An Act to Amend the Laws Governing Banking Institutions

Be it enacted by the People of the State of Maine as follows:

     Sec. 1. 9-B MRSA §131, sub-§37, as amended by PL 1993, c. 99, §1, is further amended to read:

     37. Service corporation. "Service corporation" means a corporation substantially all the activities of which consist of originating, purchasing, selling and servicing loans and participation interests therein; or clerical, bookkeeping, accounting and statistical or similar functions related to a financial institution or real estate activities; or management, personnel, marketing or investment counseling related to a financial institution or real estate activities; or establishing or operating one or more satellite facilities; or any activity authorized by the superintendent by regulation that has been authorized under federal law for service corporations owned or controlled by national banks, federally chartered savings and loan associations, federally chartered savings banks or federally chartered credit unions. The purpose of authorizing any such activity is to maintain competitive equality between federally chartered and state-chartered institutions.

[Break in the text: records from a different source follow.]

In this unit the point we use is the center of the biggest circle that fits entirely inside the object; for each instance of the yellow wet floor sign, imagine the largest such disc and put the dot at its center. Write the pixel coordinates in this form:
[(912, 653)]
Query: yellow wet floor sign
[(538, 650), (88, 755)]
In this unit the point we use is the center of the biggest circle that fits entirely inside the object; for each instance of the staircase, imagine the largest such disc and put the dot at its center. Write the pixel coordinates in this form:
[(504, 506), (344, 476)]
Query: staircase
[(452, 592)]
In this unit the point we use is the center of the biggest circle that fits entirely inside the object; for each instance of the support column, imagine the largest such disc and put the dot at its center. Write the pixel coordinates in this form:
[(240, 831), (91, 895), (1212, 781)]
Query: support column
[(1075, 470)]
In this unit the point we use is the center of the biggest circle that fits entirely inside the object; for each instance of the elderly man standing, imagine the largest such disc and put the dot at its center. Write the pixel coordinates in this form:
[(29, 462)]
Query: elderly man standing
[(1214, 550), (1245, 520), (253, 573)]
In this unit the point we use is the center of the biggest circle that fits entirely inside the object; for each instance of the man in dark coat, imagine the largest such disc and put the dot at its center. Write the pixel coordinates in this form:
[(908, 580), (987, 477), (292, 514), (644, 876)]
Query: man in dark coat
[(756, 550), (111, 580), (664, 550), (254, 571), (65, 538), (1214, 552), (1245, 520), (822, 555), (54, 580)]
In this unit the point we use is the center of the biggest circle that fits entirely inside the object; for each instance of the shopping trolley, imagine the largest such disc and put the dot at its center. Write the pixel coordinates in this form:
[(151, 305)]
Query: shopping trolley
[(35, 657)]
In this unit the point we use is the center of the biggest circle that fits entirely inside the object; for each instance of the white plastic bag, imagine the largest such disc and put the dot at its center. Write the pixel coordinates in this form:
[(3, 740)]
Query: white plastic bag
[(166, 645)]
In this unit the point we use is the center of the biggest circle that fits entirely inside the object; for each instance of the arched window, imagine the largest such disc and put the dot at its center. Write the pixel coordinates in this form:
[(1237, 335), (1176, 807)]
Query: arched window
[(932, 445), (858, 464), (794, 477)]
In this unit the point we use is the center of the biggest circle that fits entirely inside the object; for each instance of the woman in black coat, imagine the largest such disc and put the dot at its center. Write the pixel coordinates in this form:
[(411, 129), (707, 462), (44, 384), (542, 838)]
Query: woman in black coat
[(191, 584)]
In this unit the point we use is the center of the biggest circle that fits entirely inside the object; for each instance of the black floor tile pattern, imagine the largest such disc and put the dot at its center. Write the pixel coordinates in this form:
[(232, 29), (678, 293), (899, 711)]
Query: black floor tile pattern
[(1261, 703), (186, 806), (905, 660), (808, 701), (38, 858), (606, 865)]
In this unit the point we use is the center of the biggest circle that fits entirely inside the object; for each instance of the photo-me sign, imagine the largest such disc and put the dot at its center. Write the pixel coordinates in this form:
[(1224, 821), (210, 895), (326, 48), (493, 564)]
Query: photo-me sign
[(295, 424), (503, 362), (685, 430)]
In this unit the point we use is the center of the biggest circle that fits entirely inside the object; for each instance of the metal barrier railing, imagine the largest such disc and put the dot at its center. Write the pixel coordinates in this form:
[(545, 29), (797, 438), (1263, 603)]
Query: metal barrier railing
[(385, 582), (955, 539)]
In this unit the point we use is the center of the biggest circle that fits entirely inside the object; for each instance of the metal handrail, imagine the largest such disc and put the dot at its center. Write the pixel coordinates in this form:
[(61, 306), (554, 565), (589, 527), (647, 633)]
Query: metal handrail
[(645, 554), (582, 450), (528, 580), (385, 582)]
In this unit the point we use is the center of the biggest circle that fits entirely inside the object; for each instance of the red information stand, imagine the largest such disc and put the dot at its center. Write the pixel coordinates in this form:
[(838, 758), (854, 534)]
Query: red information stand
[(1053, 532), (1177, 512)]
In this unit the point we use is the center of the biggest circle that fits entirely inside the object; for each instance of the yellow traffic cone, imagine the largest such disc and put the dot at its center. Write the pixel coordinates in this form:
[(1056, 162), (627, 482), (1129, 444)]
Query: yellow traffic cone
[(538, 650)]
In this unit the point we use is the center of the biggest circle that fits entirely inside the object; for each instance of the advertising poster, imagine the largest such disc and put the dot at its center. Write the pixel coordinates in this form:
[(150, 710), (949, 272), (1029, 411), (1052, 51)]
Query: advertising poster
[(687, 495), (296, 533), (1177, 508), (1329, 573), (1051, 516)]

     Sec. 2. 9-B MRSA §334, sub-§1, as amended by PL 1991, c. 386, §1, is further amended to read:

     1. Superintendent's approval. A financial institution or a service corporation wholly owned by one or more financial institutions may establish or participate in the use of a satellite or off-premise facility, as defined in section 131. A financial institution or service corporation may not establish a satellite facility without prior approval of notice to the superintendent, pursuant to section 336 this section.

     Sec. 3. 9-B MRSA §334, sub-§3, as enacted by PL 1975, c. 500, §1, is amended to read:

     3. Ownership. Such a facility may be wholly or partly owned by the institution; or may be owned by 2 or more such financial institutions; provided that the superintendent shall approve such joint ownership.

     Sec. 4. 9-B MRSA §334, sub-§4, as amended by PL 1993, c. 139, §1, is further amended to read:

     4. Use of established facilities by additional institutions. A satellite facility established under this chapter must be made available for use by other financial institutions authorized to do business in this State. The superintendent may not approve the establishment of any satellite facility unless all All financial institutions using the facility must have equal access to the facility, except that a financial institution owning an off-premise facility may designate that facility as accepting cash deposits for its customers only. When a facility is shared, the identification and promotion of that facility must include the name or logo of the network system and may include the name of the sponsoring financial institution. If the name of the sponsoring financial institution is displayed, it must be equal in prominence to the name of the network system or logo.

     Sec. 5. 9-B MRSA §334, sub-§6, as enacted by PL 1991, c. 386, §4, is amended to read:

     6. Notification required. A financial institution shall notify the superintendent at least 10 days before the establishment, moving or closing of a satellite facility. The notification must be filed in the form and manner and containing information prescribed by the superintendent. A financial institution participating in the use or discontinuing the use of a satellite facility or network system must provide notice to the superintendent in the form and manner and containing the information required by the superintendent.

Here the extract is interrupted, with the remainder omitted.